Traceback functionality not available

Aborted (core dumped)
namehta4 commented 2 years ago

Hi Amin,

I don't quite understand why but this is the expected output. Please try to run the 02.py example from the tutorial directory to verify if the installation was successful. Thanks!

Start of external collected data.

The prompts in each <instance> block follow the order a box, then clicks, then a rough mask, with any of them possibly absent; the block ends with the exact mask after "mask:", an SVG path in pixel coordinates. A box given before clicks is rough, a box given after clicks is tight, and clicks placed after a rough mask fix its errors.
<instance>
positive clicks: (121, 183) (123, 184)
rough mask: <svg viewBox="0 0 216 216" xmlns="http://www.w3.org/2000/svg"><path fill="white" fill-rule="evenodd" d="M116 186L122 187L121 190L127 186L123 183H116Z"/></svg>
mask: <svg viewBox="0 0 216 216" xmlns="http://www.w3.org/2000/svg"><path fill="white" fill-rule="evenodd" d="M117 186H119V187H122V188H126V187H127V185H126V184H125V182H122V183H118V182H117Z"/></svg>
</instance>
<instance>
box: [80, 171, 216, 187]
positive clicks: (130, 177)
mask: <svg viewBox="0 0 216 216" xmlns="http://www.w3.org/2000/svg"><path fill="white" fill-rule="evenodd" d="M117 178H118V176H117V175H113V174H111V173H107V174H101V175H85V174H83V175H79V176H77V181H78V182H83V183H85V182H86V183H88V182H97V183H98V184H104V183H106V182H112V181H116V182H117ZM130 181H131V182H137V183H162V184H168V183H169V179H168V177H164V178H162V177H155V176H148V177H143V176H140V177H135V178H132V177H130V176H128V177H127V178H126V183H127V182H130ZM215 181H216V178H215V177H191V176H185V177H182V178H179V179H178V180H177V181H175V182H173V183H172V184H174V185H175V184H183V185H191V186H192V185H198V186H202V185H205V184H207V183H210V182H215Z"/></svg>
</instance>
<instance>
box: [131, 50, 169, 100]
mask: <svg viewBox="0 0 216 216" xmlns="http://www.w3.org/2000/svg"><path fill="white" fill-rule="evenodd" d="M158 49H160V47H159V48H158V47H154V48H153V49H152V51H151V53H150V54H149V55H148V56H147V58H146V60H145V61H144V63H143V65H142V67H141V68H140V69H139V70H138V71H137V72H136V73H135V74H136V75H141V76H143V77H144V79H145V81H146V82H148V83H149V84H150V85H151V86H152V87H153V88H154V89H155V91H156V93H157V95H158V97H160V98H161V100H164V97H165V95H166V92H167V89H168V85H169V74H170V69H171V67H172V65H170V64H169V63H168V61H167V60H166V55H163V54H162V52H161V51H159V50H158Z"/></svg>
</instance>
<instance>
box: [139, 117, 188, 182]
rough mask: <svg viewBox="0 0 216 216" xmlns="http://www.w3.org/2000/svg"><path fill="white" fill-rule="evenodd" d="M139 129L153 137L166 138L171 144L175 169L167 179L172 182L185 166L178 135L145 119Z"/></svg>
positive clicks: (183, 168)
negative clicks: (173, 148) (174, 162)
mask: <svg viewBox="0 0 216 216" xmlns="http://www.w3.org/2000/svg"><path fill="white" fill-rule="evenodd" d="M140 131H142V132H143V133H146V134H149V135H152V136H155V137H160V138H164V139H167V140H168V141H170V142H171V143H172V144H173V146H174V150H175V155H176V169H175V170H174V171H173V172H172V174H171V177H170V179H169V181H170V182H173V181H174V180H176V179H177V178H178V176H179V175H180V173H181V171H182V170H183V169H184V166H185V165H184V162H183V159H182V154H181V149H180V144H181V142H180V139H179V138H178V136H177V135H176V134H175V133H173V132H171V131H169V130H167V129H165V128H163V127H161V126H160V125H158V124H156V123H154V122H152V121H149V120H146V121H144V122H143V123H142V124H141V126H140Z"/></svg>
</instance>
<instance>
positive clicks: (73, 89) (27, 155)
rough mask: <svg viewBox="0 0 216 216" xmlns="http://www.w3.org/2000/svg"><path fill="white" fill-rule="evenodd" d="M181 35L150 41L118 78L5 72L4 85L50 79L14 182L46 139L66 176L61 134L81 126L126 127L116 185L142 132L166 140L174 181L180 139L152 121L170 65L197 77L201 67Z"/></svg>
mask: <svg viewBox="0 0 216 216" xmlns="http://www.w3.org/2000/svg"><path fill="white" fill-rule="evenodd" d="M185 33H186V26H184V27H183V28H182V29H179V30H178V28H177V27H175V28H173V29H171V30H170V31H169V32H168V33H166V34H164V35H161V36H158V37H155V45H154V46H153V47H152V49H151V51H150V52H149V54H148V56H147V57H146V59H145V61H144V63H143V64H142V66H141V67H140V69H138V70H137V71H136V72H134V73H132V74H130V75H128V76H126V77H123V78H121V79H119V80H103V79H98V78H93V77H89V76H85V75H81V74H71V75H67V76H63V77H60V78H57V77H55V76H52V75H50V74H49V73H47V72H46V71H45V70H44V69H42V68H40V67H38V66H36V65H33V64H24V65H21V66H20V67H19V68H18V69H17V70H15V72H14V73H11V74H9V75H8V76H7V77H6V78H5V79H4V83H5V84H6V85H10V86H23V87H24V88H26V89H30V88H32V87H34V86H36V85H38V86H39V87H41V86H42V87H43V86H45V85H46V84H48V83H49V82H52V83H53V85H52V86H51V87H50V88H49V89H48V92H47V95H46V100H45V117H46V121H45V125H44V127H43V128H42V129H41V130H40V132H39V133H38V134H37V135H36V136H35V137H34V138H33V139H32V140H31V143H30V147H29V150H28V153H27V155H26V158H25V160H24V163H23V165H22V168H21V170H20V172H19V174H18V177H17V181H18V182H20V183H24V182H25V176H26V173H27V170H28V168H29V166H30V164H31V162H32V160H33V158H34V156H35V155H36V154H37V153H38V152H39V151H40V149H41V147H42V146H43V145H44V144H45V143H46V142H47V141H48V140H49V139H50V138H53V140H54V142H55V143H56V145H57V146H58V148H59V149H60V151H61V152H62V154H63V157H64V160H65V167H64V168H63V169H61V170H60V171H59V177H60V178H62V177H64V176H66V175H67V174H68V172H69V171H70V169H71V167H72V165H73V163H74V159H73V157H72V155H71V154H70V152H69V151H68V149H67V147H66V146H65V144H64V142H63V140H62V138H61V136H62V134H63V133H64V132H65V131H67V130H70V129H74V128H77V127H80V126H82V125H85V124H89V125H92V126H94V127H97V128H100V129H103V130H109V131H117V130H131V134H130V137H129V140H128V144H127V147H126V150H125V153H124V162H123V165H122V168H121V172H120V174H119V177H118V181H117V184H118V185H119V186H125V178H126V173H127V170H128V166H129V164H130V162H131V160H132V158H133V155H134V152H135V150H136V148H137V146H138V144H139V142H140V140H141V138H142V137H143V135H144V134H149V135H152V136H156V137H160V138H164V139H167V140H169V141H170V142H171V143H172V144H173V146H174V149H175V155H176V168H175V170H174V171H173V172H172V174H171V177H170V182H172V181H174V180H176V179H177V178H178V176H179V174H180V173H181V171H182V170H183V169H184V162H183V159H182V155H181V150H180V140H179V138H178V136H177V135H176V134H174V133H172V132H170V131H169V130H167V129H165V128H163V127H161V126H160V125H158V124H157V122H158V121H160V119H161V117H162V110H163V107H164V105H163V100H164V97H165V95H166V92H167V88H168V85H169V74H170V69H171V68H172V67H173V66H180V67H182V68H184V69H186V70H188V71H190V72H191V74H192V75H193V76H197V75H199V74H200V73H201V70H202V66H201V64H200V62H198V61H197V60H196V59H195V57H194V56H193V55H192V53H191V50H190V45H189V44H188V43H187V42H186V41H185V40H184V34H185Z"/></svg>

On Tue, Jul 5, 2022, 19:02 Amin Sadeghi @.***> wrote:

Hi @namehta4 https://github.com/namehta4, I tried again using the method you suggested:

import pykokkosKokkos::Cuda::initialize WARNING: running kernels compiled for compute capability 7.0 on device with compute capability 7.5 , this will likely reduce potential performance. Kokkos::Cuda::initialize WARNING: Cuda is allocating into UVMSpace by default without setting CUDA_LAUNCH_BLOCKING=1. The code must call Cuda().fence() after each kernel or will likely crash when accessing data on the host. Kokkos::Cuda::initialize WARNING: Cuda is allocating into UVMSpace by default without setting CUDA_MANAGED_FORCE_DEVICE_ALLOC=1 or setting CUDA_VISIBLE_DEVICES. This could on multi GPU systems lead to severe performance" penalties.Traceback (most recent call last): File "", line 1, in File "/home/anaconda/mambaforge/envs/kokkos/lib/python3.10/site-packages/pykokkos/init.py", line 17, in defaults: Optional[CompilationDefaults] = runtime_singleton.runtime.compiler.read_defaults() File "/home/anaconda/mambaforge/envs/kokkos/lib/python3.10/site-packages/pykokkos/core/compiler.py", line 260, in read_defaults main: Path = self.get_main_path() File "/home/anaconda/mambaforge/envs/kokkos/lib/python3.10/site-packages/pykokkos/core/compiler.py", line 162, in get_main_path return Path(self.console_main)AttributeError: 'Compiler' object has no attribute 'console_main'

— Reply to this email directly, view it on GitHub https://github.com/kokkos/pykokkos/issues/42#issuecomment-1175693107, or unsubscribe https://github.com/notifications/unsubscribe-auth/AOPG2XSYWY4FE4T4WGOTRXDVSTSKPANCNFSM52OF2C6Q . You are receiving this because you were mentioned.Message ID: @.***>

ma-sadeghi commented 2 years ago

Thank you for your reply. I'm swamped at the moment, but I'll report back when I get the chance.